Hiking trail in Nova Scotia, Canada

The Skyline Trail is a seven-kilometre, looping, hiking trail at Cape Breton Highlands National Park in Nova Scotia, Canada. It lies on the western side of the Cabot Trail, near French Mountain's summit. This trail is well known for its scenic views, but also for the 2009 fatal coyote assault on Taylor Mitchell. The trail’s busy hours are from 11am to 3pm, so it’s best to do the hike before or after these hours. A Park Pass and Parking Permit are required to do the hike as it is in the Cape Breton Highlands National Park. No dogs are permitted on the trail.

It consists of a loop that at about halfway leads to a boardwalk. The first half of the loop is very well maintained and virtually wheelchair accessible. The second half of the loop is an easy hiking trail over stony ground and meadows.
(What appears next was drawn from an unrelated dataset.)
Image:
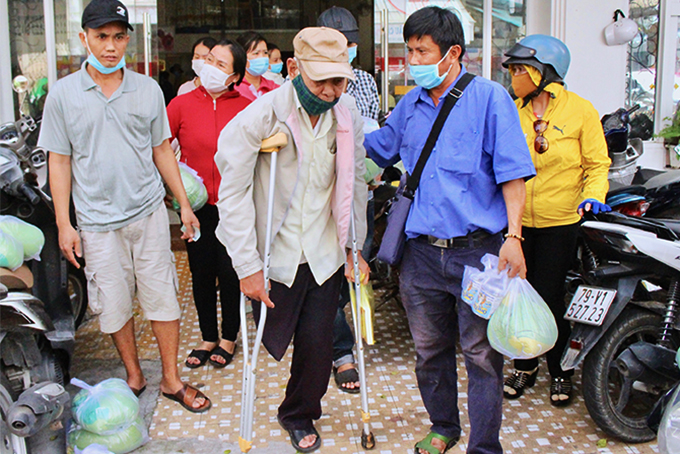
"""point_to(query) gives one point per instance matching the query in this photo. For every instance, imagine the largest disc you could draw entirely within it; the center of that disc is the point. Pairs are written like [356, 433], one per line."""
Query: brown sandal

The boardwalk at the middle of the trail consists of 275 steps and provides views of the Cabot Trail and the ocean. There are multiple interpretive panels along the trail. Moose as well as black bears have been spotted by hikers along this trail numerous times. Northern gannets fly over this trail's coast near while minke whales, harbour seals, humpback whales, harp seals, fin whales, white-sided dolphins, sei whales, harbour porpoises, grey seals, and pilot whales swim offshore.

==Taylor Mitchell coyote attack==
On October 27, 2009, the first ever documented adult fatality by coyotes occurred on this hiking trail, fatally injuring Canada's young country folk singer Taylor Mitchell while hiking the trail alone. This serious event occurred six minutes after another hiker photographed two brazen coyotes. Taylor was taken to Sacred Heart Community Health Centre in Chéticamp and then airlifted by a helicopter ambulance to Halifax's Queen Elizabeth II Health Sciences Centre, where she died after midnight from extreme blood loss and her injuries. The resource managers of Cape Breton National Park and the Nova Scotia Department of Natural Resource's Wildlife manager confirmed via DNA tests that the offending coyotes were killed within the next six days. An earlier non-fatal attack occurred on July 14, 2003, when a seventeen-year-old American girl was bitten multiple times while hiking with her parents.

===Aftermath===
Park's Canada, NSERC, and several other academic collaborators funded a five-year research project to better understand contributing factors to this extreme coyote behaviour. Warning signs were posted at the entrance of all hiking trails to educate visitors how to respond when in coyote habitat. A coyote bit a sixteen-year-old girl on the top of her head twice on August 9, 2010. She was camping with her parents on the eastern end of the park in Ingonish. The teenage girl was taken to a hospital for stitches and treatment to prevent rabies.

==Restoration of the boreal forest==
In 2015, conservationists built two hectare enclosures on the trail when Parks Canada began its project of restoring the park's boreal forest. Over fifty-seven thousand trees have been planted in and around this exclosure to keep moose from consuming the growing trees.